Algae include microalgae and seaweeds. They have increasingly important applications as both food ingredients and animal feed (Packer et al., 2016). There are some 350,000 species of algae but only a few species are currently domesticated. The unexploited potential for use as food or in feeds in therefore large.

Microalgae are unicellular. They can achieve high areal yields and can be grown on non-arable land. Because of the unique lipid composition and the high protein content, they are considered a next generation bio-based/ food feedstock (Eppink et al., 2017). The closed-system growth process allows for a consistent and clean production. Microalgae grown on sugarcane feedstock can produce a highly sustainable source of protein (Klamcynska and Mooney, 2016). To develop a sustainable and economically feasible process all (fragile) biomass components should be used.
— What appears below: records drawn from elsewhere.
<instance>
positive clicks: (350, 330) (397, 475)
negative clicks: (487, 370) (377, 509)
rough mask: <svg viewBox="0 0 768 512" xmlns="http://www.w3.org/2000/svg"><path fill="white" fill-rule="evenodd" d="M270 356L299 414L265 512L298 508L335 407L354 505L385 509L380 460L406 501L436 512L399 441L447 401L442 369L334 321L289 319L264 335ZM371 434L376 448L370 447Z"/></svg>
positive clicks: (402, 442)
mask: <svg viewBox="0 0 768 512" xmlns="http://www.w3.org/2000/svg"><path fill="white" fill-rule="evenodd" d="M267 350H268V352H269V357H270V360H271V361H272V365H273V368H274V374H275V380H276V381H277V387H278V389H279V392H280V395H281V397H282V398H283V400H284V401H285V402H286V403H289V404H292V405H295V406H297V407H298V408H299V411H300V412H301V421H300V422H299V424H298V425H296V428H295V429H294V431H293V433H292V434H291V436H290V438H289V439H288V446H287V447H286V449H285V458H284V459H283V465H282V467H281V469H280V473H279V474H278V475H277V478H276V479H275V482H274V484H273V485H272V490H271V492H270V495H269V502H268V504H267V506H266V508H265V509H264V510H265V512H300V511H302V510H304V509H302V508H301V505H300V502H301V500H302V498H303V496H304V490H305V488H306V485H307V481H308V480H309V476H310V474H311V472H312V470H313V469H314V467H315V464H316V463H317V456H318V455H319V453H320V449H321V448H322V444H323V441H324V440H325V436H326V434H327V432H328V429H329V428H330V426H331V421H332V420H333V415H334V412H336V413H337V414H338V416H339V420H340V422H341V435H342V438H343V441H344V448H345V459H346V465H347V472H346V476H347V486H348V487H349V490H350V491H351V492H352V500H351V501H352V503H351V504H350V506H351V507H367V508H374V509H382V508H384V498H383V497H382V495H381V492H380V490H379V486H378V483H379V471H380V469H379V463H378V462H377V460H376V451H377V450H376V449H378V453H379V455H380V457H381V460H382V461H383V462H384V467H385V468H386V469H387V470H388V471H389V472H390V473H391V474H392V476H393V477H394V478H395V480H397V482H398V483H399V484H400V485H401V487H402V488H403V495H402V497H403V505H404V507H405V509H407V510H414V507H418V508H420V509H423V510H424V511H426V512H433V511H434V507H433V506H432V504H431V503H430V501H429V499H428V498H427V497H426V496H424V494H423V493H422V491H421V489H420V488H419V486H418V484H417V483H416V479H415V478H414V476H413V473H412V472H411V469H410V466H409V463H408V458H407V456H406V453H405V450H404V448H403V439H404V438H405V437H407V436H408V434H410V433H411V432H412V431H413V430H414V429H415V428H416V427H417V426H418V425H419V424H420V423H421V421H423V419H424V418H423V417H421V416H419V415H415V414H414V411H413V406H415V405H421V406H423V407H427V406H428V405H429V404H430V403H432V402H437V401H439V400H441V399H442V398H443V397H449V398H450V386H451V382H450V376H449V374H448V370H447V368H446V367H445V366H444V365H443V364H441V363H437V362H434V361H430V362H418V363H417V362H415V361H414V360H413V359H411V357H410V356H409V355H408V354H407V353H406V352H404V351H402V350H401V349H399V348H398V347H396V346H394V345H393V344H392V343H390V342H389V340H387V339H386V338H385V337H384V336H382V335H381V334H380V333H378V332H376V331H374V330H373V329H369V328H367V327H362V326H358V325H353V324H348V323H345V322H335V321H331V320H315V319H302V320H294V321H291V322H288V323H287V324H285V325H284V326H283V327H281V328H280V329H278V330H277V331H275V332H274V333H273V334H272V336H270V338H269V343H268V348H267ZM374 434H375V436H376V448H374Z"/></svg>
Therefore, an integrated continuous biorefinery technology concept for microalgae processing is needed.

Macroalgae (seaweed and kelp in English) are multicellular. Since macroalgae can be grown in water (oceans and lakes), they will not complete with land based crops, and thus will not be in competition with human foods. Their composition is highly variable, depending on the species, time of collection and habitat, and on external conditions such as water temperature, light intensity and nutrient concentration in water. Seaweeds tend to accumulate heavy metals (arsenic), iodine, and other minerals, and feeding such seaweeds could deteriorate animal and human health (Packer et al., 2016). Regular monitoring of minerals in seaweeds would prevent toxic and other undesirable situations. There are about 10,000 species of seaweeds, but only ingredients since 1960s, when Norway started producing seaweed meal from kelp (Makkar et al., 2016). Seaweeds include brown algae (Phaeophyceae), red algae (Rhodophyceae) and green algae (Chlorophyceae).